Lord Balfe
Main Page: Lord Balfe (Conservative - Life peer)My Lords, I join in thanking the noble Baroness, Lady Ritchie, for initiating this debate. The fact of the matter is that over the past half-century the state of the world has become successively better. More people are living longer and in better circumstances today than they were 50 years ago. Remembering that is a good starting point because, sometimes, if you listen to people, you imagine that things are going in the opposite direction.
Mention has been made of impact assessment, which I would like to see because in my travels around the world looking at aid projects, I have often come across them and walked away wondering, “Are they doing any good at all, other than to the people in the Land Rovers who are driving people like me to see what they are doing?” We need an impact assessment on quite a lot of the work that is being done.
We also need to rethink the word “aid”. It has become a rather grubby word, because people associate it with charity. Our overseas efforts should be to promote a better world and a better standard of society in it.
It is no achievement if we just move people from living in abject poverty to living in poverty. We have to help build up the countries. I remember talking to David Cameron about this and he said, “The big argument for the aid budget is to make the world worth living in so that all of its citizens don’t want to come and live in the West. We need to make their countries and their societies worth living in.” I totally support that.

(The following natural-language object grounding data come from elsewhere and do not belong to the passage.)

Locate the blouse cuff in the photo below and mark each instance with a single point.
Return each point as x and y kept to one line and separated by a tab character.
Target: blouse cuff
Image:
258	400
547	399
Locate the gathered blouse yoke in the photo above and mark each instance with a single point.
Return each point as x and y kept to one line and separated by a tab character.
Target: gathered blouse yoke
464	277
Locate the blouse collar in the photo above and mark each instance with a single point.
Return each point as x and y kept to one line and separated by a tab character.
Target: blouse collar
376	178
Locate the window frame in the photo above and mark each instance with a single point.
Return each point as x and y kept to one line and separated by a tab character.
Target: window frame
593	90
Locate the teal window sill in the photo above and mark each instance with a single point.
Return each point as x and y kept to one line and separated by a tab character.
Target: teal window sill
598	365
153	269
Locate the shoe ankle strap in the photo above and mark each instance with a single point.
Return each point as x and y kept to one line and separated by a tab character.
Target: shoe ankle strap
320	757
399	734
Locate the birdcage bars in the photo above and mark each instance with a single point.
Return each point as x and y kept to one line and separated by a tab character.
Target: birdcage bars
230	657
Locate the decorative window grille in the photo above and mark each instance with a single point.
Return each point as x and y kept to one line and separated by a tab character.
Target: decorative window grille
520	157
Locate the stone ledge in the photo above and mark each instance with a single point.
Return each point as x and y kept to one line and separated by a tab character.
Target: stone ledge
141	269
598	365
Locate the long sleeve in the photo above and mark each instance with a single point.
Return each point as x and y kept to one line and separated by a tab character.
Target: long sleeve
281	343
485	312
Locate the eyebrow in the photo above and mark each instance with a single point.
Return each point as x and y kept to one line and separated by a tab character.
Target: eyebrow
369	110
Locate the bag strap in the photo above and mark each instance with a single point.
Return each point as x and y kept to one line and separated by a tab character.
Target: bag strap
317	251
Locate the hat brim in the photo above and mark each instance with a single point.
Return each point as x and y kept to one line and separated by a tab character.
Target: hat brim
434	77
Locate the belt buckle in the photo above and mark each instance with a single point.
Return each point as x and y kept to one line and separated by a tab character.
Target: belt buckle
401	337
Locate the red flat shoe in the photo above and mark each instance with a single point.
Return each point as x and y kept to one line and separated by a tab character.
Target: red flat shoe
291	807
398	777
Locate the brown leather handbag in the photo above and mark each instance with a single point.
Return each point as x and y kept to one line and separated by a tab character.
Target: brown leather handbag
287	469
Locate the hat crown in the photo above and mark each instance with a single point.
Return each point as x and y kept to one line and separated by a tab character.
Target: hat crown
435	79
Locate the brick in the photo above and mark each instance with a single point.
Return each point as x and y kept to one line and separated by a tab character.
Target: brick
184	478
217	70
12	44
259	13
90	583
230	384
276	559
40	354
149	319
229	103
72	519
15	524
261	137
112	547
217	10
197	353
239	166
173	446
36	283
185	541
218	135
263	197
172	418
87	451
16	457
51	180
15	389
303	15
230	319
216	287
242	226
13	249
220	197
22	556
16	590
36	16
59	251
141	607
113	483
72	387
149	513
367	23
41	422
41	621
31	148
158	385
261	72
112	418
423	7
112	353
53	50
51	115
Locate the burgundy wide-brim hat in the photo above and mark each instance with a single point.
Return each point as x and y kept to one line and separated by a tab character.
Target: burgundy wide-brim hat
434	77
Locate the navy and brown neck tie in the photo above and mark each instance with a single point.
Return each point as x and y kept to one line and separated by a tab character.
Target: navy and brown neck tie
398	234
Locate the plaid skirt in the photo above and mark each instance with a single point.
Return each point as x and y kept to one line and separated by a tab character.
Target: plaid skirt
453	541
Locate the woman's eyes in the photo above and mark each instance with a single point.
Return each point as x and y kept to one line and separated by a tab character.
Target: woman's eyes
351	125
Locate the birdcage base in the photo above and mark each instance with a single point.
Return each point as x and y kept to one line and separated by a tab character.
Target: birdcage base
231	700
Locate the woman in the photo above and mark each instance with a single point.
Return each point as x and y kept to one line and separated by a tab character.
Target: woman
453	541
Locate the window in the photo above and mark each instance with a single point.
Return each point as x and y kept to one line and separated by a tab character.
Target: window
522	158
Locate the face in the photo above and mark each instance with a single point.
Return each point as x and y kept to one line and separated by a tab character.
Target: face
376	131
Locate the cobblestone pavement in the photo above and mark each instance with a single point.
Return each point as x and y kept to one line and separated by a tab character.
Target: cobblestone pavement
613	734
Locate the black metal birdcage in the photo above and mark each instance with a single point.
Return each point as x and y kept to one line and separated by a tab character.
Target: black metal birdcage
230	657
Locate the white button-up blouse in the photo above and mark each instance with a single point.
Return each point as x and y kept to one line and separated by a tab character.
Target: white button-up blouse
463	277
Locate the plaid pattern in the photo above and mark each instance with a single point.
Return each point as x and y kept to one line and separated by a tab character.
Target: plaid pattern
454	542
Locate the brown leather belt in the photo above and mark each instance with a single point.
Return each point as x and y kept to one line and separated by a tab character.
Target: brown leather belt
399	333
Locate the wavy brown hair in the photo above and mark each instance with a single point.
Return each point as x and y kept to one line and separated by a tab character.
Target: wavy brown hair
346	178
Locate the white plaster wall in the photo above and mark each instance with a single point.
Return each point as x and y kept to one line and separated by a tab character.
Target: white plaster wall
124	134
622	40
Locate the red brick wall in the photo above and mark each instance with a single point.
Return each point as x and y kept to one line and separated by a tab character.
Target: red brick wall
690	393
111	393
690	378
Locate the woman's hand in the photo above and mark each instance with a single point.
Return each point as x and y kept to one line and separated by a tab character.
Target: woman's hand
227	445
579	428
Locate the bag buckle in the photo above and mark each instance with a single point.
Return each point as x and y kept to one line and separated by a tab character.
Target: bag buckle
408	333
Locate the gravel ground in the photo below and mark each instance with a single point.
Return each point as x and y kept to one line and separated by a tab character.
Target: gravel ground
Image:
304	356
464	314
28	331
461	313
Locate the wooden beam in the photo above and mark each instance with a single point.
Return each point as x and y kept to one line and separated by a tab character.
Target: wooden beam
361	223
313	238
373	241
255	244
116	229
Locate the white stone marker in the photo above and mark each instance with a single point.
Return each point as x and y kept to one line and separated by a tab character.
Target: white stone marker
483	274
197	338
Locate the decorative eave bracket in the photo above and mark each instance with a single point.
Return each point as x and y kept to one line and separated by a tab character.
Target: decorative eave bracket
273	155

We therefore need to look at our aid budget and consider whether an approach not the same as but not dissimilar to the Chinese belt and road initiative would not be a sensible way forward; in other words, we want to use the money that we disburse abroad in such a way that we build up the infrastructure of countries. Too much money disappears. We need to be in a situation where, like the Chinese, we say, “We will provide this”, and we provide it; we do not hand over large dollops of money which often disappear—or some of them disappear. Many years ago, I was the rapporteur in the European Parliament on aid to Bangladesh, which had been a particular difficulty for us. I remember being in an interview with the Minister in Bangladesh who was responsible for the aid budget. When I put it to him that money disappeared, he said to me, “But commission is paid on everything, isn’t it?” I said, “Well, that’s not exactly the idea. You don’t just skim off the money.” He said, “Well, this is the way we do it here.”
I say to the Minister in closing that we need to look at the structure of the aid budget, we need to help with money and expertise, but now is also a very good time to rethink the strategy of what we are spending the money on and how we could spend it to the betterment of both its recipients and the British taxpayer.